WEB Farms and Caching

    To generate a users profile, we would need more than one SQL query (friends, album names and picture counts, profile information, last status etc.).

    As long as a user didn’t update her profile, the information that is shown on her page would be almost stastic. Thus, a snapshot of profile pages could be cached for 5 minutes or 1 hour etc.

    At a certain time, all these servers might have cached a very important persons (VIP) profile in local cache. When the VIP makes a change in her profile, all these servers should renew their local cached profile, and this would happen in a few seconds. We now have a problem of load per server instead of load per user.

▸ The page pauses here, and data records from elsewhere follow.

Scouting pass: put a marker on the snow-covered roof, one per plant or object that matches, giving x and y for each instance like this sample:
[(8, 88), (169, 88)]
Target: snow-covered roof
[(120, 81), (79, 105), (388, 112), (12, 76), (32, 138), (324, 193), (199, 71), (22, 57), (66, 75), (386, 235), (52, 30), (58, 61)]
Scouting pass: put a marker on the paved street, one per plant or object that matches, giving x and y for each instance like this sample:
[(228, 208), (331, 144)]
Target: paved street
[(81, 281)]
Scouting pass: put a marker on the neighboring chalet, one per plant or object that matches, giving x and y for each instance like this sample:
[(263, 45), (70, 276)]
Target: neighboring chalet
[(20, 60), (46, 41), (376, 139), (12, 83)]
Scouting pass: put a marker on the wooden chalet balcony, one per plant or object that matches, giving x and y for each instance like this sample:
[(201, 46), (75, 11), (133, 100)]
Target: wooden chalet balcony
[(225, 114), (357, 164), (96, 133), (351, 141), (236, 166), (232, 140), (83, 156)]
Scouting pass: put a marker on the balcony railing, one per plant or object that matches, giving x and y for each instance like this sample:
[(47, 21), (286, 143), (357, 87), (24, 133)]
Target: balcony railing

    Actually, once one these of servers loaded the VIP profile from SQL database and cached it, other servers could make use of the same information without hitting database. But, as each server stores cached information in its own local memory, it is not trivial to access this information by other servers.

    Let’s call this memory the distributed cache. If all servers have a look at this common memory before trying DB we would avoid the load per server problem.

    You can find many variations of distributed cache systems including Memcached, Couchbase and Redis. They are also called NoSQL database. You can think of them simply as a remote dictionary. They store key/value pairs in their memory and let you access them as fast as possible.

    When the cached data becomes too much, one computer memory might be not enough to store all key/value pairs. In this case servers like memcached distribute data by clustering. This could be done by the first letter of keys. One server could hold pairs starting with A, other with B etc. In fact, they use hash of keys for this purpose.